The money earmarked for Lake Winnipeg will be used to help Environment Canada develop a targeted science plan and join with the Doer government on a joint strategy aimed at managing the province’s largest water resource.
Manitoba Premier Gary Doer—who said in a recent speech that protecting our water “trumps everything” else his government is doing—was pleased with the cash for the lake.
“It’s a small amount of money there,” he said. “I think that’s a positive development.”
Doer did get in a little dig at the Harper government for being unable to get the Americans to live up to an agreement to put in a permanent filter on the Devils Lake outlet. Critics of the North Dakota water project say it could harm Lake Winnipeg, particularly with high levels of sulphate.
The outlet is scheduled to open again this spring and the only filter in place is a temporary gravel one that has already washed away once when the outlet was running at full tilt.
“We have to work with our national government to get our agreements enforced with the United States,” Doer said.
The money for Lake Winnipeg is just one of a series of cheques Ottawa will cut for Manitoba on green initiatives.
The previously announced $1.5 billion EcoTrust will mean $54 million to Manitoba over the next three years.
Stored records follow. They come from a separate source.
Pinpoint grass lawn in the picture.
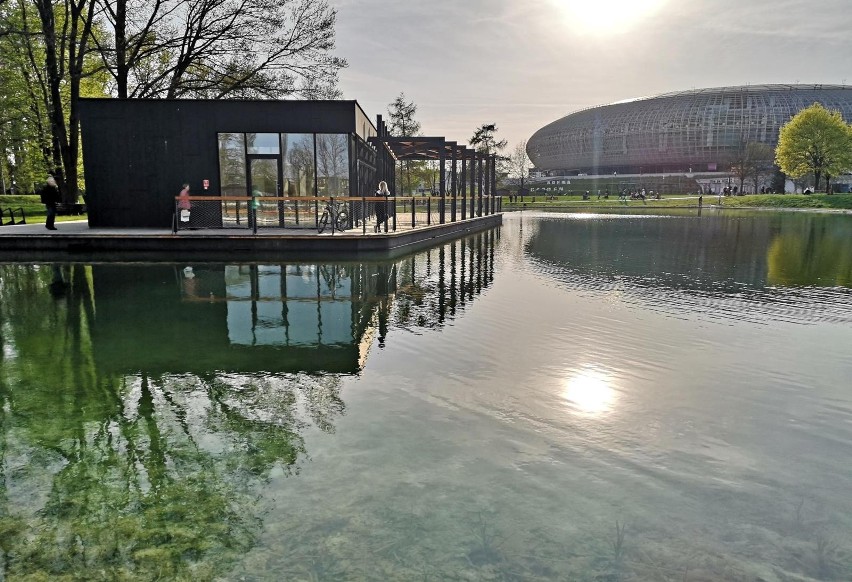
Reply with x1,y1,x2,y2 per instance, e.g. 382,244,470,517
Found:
503,194,852,210
0,194,86,224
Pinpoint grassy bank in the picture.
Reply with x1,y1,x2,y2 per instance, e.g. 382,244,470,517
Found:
0,194,86,224
503,194,852,210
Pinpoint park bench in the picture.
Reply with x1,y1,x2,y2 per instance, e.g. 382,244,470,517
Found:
56,202,86,216
0,207,27,226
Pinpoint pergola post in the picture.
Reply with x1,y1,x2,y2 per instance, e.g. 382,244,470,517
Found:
450,142,458,222
489,154,497,214
438,147,447,224
476,154,485,217
470,150,477,218
461,148,467,220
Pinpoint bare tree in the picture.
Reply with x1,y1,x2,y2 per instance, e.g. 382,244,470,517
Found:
388,93,422,194
95,0,347,99
507,141,530,194
731,142,775,192
469,123,508,155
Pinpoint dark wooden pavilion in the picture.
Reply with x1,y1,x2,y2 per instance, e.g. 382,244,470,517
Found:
80,99,496,228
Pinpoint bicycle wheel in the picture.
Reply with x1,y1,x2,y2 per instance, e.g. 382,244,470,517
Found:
334,210,349,230
317,208,328,234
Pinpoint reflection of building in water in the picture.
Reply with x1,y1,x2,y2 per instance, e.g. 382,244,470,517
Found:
86,231,498,374
392,230,500,334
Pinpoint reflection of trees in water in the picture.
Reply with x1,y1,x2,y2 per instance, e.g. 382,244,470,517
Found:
391,230,499,328
767,219,852,287
526,214,852,323
0,265,344,579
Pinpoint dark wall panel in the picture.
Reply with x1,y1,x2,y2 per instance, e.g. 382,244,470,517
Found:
80,99,358,228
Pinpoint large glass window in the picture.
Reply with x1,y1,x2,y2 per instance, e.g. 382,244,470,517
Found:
246,133,279,154
281,133,316,196
317,133,349,196
219,133,246,196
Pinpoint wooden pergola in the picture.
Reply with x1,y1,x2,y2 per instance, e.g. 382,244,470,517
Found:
369,115,497,222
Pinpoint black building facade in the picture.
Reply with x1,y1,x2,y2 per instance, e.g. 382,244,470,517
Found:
80,99,395,228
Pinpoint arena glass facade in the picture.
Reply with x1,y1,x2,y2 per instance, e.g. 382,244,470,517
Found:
527,85,852,175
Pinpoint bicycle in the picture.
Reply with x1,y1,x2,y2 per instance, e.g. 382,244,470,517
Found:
317,198,349,234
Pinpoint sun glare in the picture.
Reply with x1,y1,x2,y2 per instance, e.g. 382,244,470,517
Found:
562,368,615,416
552,0,666,35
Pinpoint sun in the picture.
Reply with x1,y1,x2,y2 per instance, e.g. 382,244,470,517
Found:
551,0,666,34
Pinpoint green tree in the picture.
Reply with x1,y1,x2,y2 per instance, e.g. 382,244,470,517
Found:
388,93,422,194
775,103,852,192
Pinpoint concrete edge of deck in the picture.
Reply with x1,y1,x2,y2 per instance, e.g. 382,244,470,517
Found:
0,214,503,262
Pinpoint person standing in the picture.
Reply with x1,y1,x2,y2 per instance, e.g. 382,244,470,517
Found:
375,180,390,232
39,176,62,230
Manitoba has already listed building the east-west hydro grid, adding another 10 biodiesel plants, expanding energy-efficiency programs and increasing solar power capacity as the projects on tap for the money.
But the budget yesterday also produced a seven-year, $1.5-billion fund for biofuels. Manitoba is hoping to position itself as a major producer of both ethanol and biodiesel, and is waiting to see what the details of this new program mean here.
A spokesman for Doer said that at first blush, $200 million a year for biofuels for the entire country doesn’t sound like it will stretch that far. But he said Manitoba is taking a “wait and see” approach on this one.
Curt Hull, project manager at the Climate Change Connection in Winnipeg, said he’s somewhat neutral on the biofuels initiative. Some people believe the reduction in greenhouse gases you get from using fuels like ethanol and biodiesel is offset by the emissions produced when the fuels are produced.
Hull said this budget certainly trumps the first Tory budget when it comes to recognizing the environment.
“On the one hand, I’m very encouraged by the fact the environment is much more on the radar than the 2006 budget, which had little more than a tax credit for bus passes.”
But Hull said he fears the budget is totally missing the point when it comes to cleaning up Canada’s air quality.
Incentives to drive hybrid cars and taxes on gas guzzlers don’t actually do anything to persuade people to drive less, he said. In fact, cars that are cheaper to drive, like hybrids, may encourage people to drive more.